AbbVie (formerly Abbott) also saw some favorable data showing that interferon-free regimens containing its once-daily HCV protease inhibitor ABT-450, one of two HCV polymerase inhibitors (ABT-072 or ABT-333), and ribavirin cured approximately 90 percent of previously untreated people, though this fell to around half for prior non-responders.
CROI also offered good news for people with HIV/HCV co-infection. Co-infected people experience more rapid liver disease progression and do not respond as well to interferon, and many with advanced liver damage cannot wait for interferon-free treatment.
Douglas Dieterich from Mt. Sinai School of Medicine presented data showing that adding simeprevir to pegylated interferon and ribavirin allowed many co-infected people to shorten treatment to 24 weeks and increased the cure rate to 77 percent for treatment-naives and prior relapsers. Null responders are still being followed, but so far two-thirds are still HCV-free.
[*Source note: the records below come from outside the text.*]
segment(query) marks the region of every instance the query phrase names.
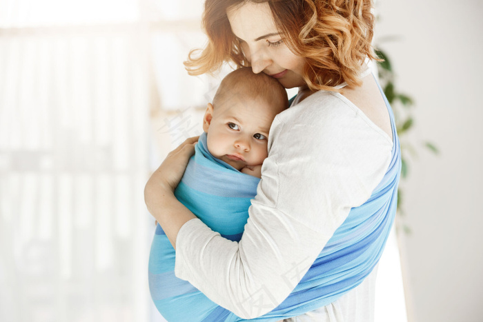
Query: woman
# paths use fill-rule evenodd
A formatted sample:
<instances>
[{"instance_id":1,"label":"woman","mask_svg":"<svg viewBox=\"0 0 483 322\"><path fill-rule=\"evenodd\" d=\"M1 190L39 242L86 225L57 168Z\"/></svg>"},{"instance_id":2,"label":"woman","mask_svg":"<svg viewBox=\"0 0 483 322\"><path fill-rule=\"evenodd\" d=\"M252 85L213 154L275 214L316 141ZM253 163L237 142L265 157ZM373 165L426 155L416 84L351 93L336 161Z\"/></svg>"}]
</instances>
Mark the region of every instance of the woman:
<instances>
[{"instance_id":1,"label":"woman","mask_svg":"<svg viewBox=\"0 0 483 322\"><path fill-rule=\"evenodd\" d=\"M366 0L206 1L210 41L190 56L192 74L232 61L299 88L270 128L239 243L174 197L197 138L146 184L148 209L177 250L177 276L241 318L288 300L298 306L284 316L304 314L298 321L373 320L374 268L395 212L400 160L388 104L366 66L375 58L371 10ZM294 299L303 283L301 294L317 294Z\"/></svg>"}]
</instances>

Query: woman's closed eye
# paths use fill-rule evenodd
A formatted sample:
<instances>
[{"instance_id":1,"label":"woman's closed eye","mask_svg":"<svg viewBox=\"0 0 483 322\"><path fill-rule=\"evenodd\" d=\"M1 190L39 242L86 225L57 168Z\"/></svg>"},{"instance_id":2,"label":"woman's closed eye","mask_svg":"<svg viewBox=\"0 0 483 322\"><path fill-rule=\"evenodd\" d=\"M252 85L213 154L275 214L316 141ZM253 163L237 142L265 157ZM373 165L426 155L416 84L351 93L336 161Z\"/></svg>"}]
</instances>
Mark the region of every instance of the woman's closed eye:
<instances>
[{"instance_id":1,"label":"woman's closed eye","mask_svg":"<svg viewBox=\"0 0 483 322\"><path fill-rule=\"evenodd\" d=\"M265 140L266 139L266 137L264 136L264 134L261 134L259 133L255 133L253 134L253 137L255 138L257 140Z\"/></svg>"},{"instance_id":2,"label":"woman's closed eye","mask_svg":"<svg viewBox=\"0 0 483 322\"><path fill-rule=\"evenodd\" d=\"M240 129L240 127L238 126L238 124L235 124L234 123L229 122L227 125L228 125L228 128L230 128L232 130L237 131Z\"/></svg>"}]
</instances>

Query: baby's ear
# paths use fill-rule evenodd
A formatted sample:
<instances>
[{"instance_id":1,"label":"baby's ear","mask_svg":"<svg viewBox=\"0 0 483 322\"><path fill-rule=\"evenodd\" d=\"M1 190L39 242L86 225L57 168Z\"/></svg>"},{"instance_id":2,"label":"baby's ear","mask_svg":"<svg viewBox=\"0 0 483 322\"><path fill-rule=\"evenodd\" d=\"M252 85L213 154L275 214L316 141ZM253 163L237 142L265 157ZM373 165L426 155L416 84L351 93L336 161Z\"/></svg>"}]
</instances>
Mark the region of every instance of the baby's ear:
<instances>
[{"instance_id":1,"label":"baby's ear","mask_svg":"<svg viewBox=\"0 0 483 322\"><path fill-rule=\"evenodd\" d=\"M205 115L203 117L203 130L208 133L208 129L211 124L211 119L213 118L213 105L211 103L208 103Z\"/></svg>"}]
</instances>

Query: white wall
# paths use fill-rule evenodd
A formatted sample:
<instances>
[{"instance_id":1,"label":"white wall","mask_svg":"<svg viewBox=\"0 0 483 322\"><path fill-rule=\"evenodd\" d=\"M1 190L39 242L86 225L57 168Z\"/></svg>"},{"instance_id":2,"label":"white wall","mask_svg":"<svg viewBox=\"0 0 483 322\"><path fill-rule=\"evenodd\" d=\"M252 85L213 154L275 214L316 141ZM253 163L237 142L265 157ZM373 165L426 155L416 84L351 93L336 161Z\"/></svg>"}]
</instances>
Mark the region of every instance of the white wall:
<instances>
[{"instance_id":1,"label":"white wall","mask_svg":"<svg viewBox=\"0 0 483 322\"><path fill-rule=\"evenodd\" d=\"M404 184L409 321L483 321L483 1L379 0L377 37L416 101Z\"/></svg>"}]
</instances>

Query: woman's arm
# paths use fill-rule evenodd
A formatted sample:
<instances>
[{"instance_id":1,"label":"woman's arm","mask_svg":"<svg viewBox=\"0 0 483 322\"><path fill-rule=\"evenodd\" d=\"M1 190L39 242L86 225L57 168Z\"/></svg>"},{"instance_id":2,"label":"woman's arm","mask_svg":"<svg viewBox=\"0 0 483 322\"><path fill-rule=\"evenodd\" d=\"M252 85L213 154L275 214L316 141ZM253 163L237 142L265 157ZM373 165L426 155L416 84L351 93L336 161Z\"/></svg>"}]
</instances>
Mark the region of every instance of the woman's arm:
<instances>
[{"instance_id":1,"label":"woman's arm","mask_svg":"<svg viewBox=\"0 0 483 322\"><path fill-rule=\"evenodd\" d=\"M170 152L151 175L144 188L148 210L159 223L176 249L176 237L187 221L197 218L175 197L173 192L181 181L190 157L195 153L198 137L186 140Z\"/></svg>"}]
</instances>

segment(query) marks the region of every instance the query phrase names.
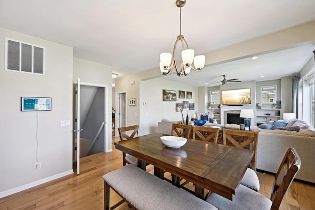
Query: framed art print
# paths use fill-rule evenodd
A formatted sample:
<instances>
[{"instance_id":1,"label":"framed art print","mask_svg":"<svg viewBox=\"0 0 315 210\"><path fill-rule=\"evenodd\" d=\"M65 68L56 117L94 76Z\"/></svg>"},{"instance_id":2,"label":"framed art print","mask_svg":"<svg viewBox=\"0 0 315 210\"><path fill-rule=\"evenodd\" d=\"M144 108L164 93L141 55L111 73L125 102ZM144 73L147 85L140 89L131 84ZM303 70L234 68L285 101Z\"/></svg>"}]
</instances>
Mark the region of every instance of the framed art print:
<instances>
[{"instance_id":1,"label":"framed art print","mask_svg":"<svg viewBox=\"0 0 315 210\"><path fill-rule=\"evenodd\" d=\"M183 90L178 90L178 98L185 98L185 91Z\"/></svg>"},{"instance_id":2,"label":"framed art print","mask_svg":"<svg viewBox=\"0 0 315 210\"><path fill-rule=\"evenodd\" d=\"M175 90L163 90L163 101L176 101L176 91Z\"/></svg>"},{"instance_id":3,"label":"framed art print","mask_svg":"<svg viewBox=\"0 0 315 210\"><path fill-rule=\"evenodd\" d=\"M137 99L135 98L129 99L129 106L135 106L137 105Z\"/></svg>"},{"instance_id":4,"label":"framed art print","mask_svg":"<svg viewBox=\"0 0 315 210\"><path fill-rule=\"evenodd\" d=\"M192 93L188 91L186 91L186 98L192 98Z\"/></svg>"},{"instance_id":5,"label":"framed art print","mask_svg":"<svg viewBox=\"0 0 315 210\"><path fill-rule=\"evenodd\" d=\"M183 111L183 104L176 104L175 108L176 112Z\"/></svg>"}]
</instances>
While post-treatment cure rates are not yet known, Boehringer-Ingelheim's HCV protease inhibitor faldaprevir (BI 201335) also looks like a promising add-on to interferon and ribavirin, with 82 percent of treatment-naive co-infected patients and 91 percent of prior relapsers showing undetectable viral load after 12 weeks of therapy.
Dieterich said the combined findings are "very encouraging," with a consistent theme that HIV/HCV co-infected people have outcomes about equal to those of patients with hepatitis C alone, although the potential for interactions with antiretroviral drugs requires extra caution.
At a CROI news conference on hepatitis C research, experts discussed what these mean for patients and providers. David Thomas from Johns Hopkins predicted that the first components of interferon-free therapy will likely be approved by the FDA by the end of the year. Comparing the hepatitis C drug development timeline to HIV, he said, "It's as if we're going from Crixivan to Atripla in a year and a half."
"It's like HIV drug development at warp speed," Dieterich concurred. "It's a really good time to have hep C."
Acute hepatitis C
Finally, Daniel Fierer, also from Mt. Sinai, looked at treatment of HIV-positive gay and bisexual men with new sexually transmitted HCV infection. Acute hepatitis C often has no symptoms, so most people do not seek treatment when they first become infected. But HIV-positive people taking antiretrovirals receive regular liver function tests, and unexpected elevations can reveal recent HCV infection.
Interferon-based treatment is very effective for early HCV infection, but less so for people with HIV. Fierer asked whether adding telaprevir to pegylated interferon and ribavirin for 12 weeks could improve response for HIV-positive men with newly acquired genotype 1 HCV. Interim findings showed that 82 percent had undetectable HCV at 12 weeks after finishing treatment.
While starting pegylated interferon and ribavirin during acute HCV infection doubles the cure rate in half the time compared with treatment during chronic infection, adding telaprevir is "twice as good" and cuts treatment time in half again, Fierer said, suggesting that triple therapy should be the new standard for acute hepatitis C.
"Don't wait for interferon-free," he urged, because – as with HIV – treatment is prevention.